The economy is now more stable, the “street-exchange rate” is more stable, and inflation, although still close to 40% y/y, is slowly declining from the peak of over 50% at the end of the Persian year (March 20). The Central Bank is much more proactively taking action to curb currency speculation and illegal currency movements. Export receipts are rising steadily and helping to fund other economic programs. Oil exports reached almost 1.9mn barrels per day in August and the value of petrochemical exports continues to rise steadily. President Raisi recently inaugurated phase 11 of the Iranian side of giant Pars gas field (which it shares with Qatar) which will allow the country to eventually build LNG export infrastructure.
In contrast to the optimism about Iran’s new geopolitical engagements and trade expansion, the government’s suppression of political and social freedoms is as bad as ever – if anything, much worse. The state has much greater control over the internet and has taken a hard line against any official or educator they suspect of having sympathy for the protestors. This will make it difficult for most international investors to engage with the current regime, even if sanctions risk were to moderate or decline.
The other major domestic threat to economic revival is from the shrinking water supply because of a combination of 1) several straight years of drought, 2) the damage caused by dam construction, and 3) restrictions on water supply from the Helmand River caused by actions taken in Afghanistan.
A shortage of drinking water has already led to fatal clashes in some provinces.
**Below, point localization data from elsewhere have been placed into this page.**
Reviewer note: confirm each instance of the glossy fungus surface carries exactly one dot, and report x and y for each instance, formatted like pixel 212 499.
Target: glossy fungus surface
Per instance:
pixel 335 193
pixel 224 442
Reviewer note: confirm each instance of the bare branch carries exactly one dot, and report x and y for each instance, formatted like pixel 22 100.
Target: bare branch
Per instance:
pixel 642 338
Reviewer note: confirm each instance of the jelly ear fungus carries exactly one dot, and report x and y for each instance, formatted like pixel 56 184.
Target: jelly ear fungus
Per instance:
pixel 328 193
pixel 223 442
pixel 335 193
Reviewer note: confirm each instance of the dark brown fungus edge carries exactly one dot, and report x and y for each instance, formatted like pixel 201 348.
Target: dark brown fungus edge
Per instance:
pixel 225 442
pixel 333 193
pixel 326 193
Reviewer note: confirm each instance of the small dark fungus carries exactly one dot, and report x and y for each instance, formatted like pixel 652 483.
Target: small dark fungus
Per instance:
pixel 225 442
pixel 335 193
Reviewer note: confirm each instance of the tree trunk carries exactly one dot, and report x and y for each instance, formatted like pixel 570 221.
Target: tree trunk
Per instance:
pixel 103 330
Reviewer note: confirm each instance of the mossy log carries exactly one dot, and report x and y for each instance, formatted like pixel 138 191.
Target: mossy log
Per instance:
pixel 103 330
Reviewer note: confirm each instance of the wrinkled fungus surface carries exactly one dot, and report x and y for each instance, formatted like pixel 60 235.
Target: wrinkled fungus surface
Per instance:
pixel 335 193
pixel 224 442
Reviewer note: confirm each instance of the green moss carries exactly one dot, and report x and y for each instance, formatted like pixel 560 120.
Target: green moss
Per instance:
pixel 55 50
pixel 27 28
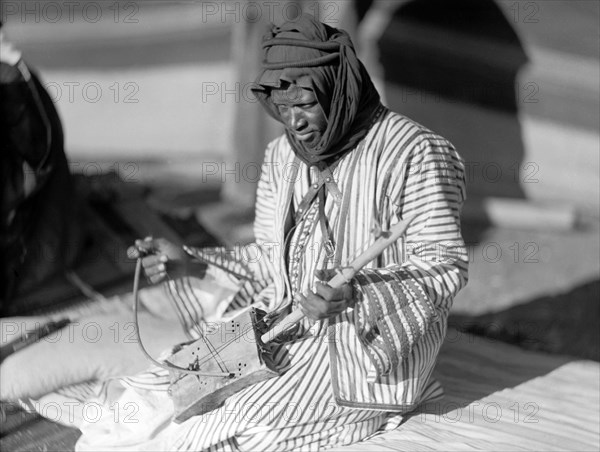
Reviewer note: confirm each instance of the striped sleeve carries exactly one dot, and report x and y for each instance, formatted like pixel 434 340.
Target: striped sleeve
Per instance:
pixel 399 302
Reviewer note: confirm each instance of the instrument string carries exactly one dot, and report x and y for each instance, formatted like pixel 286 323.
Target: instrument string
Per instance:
pixel 214 354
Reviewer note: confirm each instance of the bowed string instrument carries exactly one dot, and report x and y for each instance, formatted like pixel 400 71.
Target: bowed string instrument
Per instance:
pixel 236 353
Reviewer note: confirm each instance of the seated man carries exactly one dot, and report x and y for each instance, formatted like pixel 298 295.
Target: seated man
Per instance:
pixel 346 166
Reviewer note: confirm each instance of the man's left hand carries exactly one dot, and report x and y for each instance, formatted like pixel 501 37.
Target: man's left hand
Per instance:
pixel 325 301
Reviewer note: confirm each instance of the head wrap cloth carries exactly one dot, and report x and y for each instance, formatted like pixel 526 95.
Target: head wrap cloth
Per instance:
pixel 313 55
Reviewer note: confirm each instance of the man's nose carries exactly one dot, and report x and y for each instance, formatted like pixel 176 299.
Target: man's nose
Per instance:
pixel 297 120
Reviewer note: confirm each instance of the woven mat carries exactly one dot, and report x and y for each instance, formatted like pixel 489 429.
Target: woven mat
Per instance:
pixel 498 397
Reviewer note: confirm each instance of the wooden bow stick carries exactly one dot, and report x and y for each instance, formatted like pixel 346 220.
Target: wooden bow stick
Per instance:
pixel 236 354
pixel 345 274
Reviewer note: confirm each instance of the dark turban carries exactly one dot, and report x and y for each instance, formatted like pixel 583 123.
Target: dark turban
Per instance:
pixel 313 55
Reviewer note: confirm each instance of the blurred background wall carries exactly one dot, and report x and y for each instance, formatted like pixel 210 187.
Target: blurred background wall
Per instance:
pixel 513 84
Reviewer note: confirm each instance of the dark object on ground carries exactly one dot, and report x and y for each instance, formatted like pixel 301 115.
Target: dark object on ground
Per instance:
pixel 40 232
pixel 564 324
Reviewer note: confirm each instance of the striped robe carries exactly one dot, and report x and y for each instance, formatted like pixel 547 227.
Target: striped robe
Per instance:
pixel 346 375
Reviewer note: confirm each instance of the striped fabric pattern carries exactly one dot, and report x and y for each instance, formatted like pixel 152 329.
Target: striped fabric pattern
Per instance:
pixel 358 373
pixel 384 350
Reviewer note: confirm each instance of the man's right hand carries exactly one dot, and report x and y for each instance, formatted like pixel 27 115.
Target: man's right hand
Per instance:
pixel 160 258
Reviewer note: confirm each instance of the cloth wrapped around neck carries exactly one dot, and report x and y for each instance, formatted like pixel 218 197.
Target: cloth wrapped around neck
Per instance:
pixel 316 56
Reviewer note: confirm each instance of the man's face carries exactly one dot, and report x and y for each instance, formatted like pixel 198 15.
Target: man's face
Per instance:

Agriculture output has also been affected. In May this year, several soldiers were killed in a clash over the Helmand River with the Taliban. These incidents are expected to get worse and more frequent as the water crisis seems inevitably to worsen.
Are There Investment Opportunities? Most major companies and investors (including those from countries not applying Western sanctions) are avoiding Iran for fear of secondary sanctions risk. The question is whether companies from these countries now improving political ties with Iran – such as Russia and others in BRICS - will start to engage more directly with Iran. Russian and Chinese companies are starting to appear in Iran (autos, aircraft, and energy for the former and chemicals for the latter).
If / when sanctions risk eases, the major areas of interest will be in the gas sector, petrochemicals, transport sectors, machine building, and agriculture. The consumer sector, serving a population of almost 90mn, will also be of interest when the risk of doing business eases. But, until secondary sanctions risk eases, it is more likely that the more obvious investors and partners will come from Russia and China. Others, especially in the expanded BRICS, will be eager to follow.